Ich stand vor einer großen Lebensentscheidung“, erzählt Lydia Kasparova im Gespräch mit dem SONNTAG: „Schon lange hatte ich darüber nachgedacht, mein Leben ganz Jesus zu weihen, meinen momentanen Beruf als Hebamme aufzugeben. Ob ich das auch wirklich so tun soll – mit dieser Frage bin ich dann sozusagen in die Exerzitien hineingegangen.“

„Schweigeexerzitien sind mehrtägige geistliche Übungen, für die man sich an einen ruhigen Ort zurückzieht“, sagt dazu P. Josef Maureder SJ, der seit vielen Jahren als Exerzitienbegleiter tätig ist. „Sie sollen helfen, sich selbst – und Gott tiefer kennenzulernen und das eigene Leben neu auszurichten. Sie sind ein intensiver spiritueller Weg, manchmal auf eine Entscheidung zu, immer jedenfalls ein Gebetsweg und eine große Gebetsschule.“

Keine Ablenkungen

Geschwiegen wird bei den Schweigeexerzitien tatsächlich den überwiegenden Teil des Tages. Absolute Stille nach außen also, „im Inneren aber tut sich eine Menge“, sagt Lydia Kasparova: „Ich wohnte in einem einfachen Zimmer, nahm einfaches Essen zu mir. Generell herrschte eine Atmosphäre, die es mir von Anfang an leicht machte, mich auf das zu konzentrieren, weshalb ich da war. Ich weiß noch, wie wohltuend es war, in der Stille in mich hineinzuhören. Aber auch wie anstrengend es war, so intensiv ,in mir‘ zu sein“, sagt Lydia Kasparova: „Ich war nach außen hin ganz still und hielt einen inneren Dialog mit Gott. Er sprach zu mir und er wählte die Sprache. Meine Aufgabe war es hinzuhören, offen zu sein, mich darauf einzulassen.“
„Das Schweigen und die Einfachheit des Lebens bei Exerzitien soll helfen, in der Sammlung zu bleiben“, erklärt P. Maureder: „Es ist also mehr, als nicht mit den anderen zu reden. Deshalb gehören auch der Verzicht auf Zeitung, Lektüre, Fernsehen, Radio, Computer und Handy selbstverständlich dazu.“ Ablenkung werde so vermieden und die Kräfte können auf den inneren Weg hin ausgerichtet werden.

Ein Impuls für den Tag

Einmal am Tag wird das Schweigen für ein kurzes Gespräch mit dem Begleiter oder der Begleiterin ausgesetzt. Dabei werden die inneren Bewegungen, die Gefühle und Gedanken mitgeteilt.

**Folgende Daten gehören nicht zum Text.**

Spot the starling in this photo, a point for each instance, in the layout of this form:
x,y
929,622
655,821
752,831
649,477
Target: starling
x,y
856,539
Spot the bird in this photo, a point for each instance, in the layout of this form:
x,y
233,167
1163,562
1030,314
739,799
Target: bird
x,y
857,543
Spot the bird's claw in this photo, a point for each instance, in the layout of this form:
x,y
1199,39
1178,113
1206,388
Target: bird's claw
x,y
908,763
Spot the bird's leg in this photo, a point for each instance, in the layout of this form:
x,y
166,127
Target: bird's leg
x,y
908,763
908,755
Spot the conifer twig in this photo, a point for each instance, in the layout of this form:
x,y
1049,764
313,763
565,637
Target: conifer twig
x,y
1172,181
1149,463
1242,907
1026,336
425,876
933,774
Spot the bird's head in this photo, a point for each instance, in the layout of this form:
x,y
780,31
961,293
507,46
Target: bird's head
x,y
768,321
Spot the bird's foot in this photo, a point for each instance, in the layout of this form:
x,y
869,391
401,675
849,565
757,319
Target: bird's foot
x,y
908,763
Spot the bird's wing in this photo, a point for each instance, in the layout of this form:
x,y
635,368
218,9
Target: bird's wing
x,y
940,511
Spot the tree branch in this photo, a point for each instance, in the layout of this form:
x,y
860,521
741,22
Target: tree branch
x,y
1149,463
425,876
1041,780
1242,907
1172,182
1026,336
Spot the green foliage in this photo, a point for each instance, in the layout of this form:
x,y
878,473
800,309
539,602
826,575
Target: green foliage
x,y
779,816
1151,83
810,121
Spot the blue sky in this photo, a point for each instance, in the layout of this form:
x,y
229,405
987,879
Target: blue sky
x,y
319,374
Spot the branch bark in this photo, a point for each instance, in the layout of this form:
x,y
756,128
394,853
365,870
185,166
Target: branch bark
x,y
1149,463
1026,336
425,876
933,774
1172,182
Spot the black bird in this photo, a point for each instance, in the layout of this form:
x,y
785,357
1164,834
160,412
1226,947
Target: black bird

Die Begleiterin oder der Begleiter versucht dann, mit dem Exerzitanten die Richtung zu erspüren, in die es weitergeht. „Dementsprechend wird demjenigen, der die Exerzitien macht, ein inhaltlicher Hinweis, ein biblischer Text, ein Bild oder eine zu betrachtende Lebenssituation für den nächsten Tag mitgegeben“, erklärt P. Maureder: „Die Exerzitanten meditieren mit diesem inhaltlichen Hinweis drei oder vier Stunden über den Tag verteilt. So entsteht meist auch thematisch ein Weg, der ganz auf die Person in ihrer Situation und mit ihrer Sehnsucht abgestimmt ist.“

Dazwischen gibt es neben den Mahlzeiten viel Raum zum Durchatmen, Spaziergengehen in der Natur und für Sport. „Ich wurde dazu angehalten, jeden Tag hinaus zu gehen“, erzählt Lydia Kasparova: „mich zu bewegen, intensiv, schnell, so dass ich auch einmal ins Schwitzen komme.“ Normalerweise wird einmal am Tag auch gemeinsam die Eucharistie gefeiert. Oft gibt es am Morgen gemeinsam ein Gebet oder Körperübungen zum Einstieg in den Tag.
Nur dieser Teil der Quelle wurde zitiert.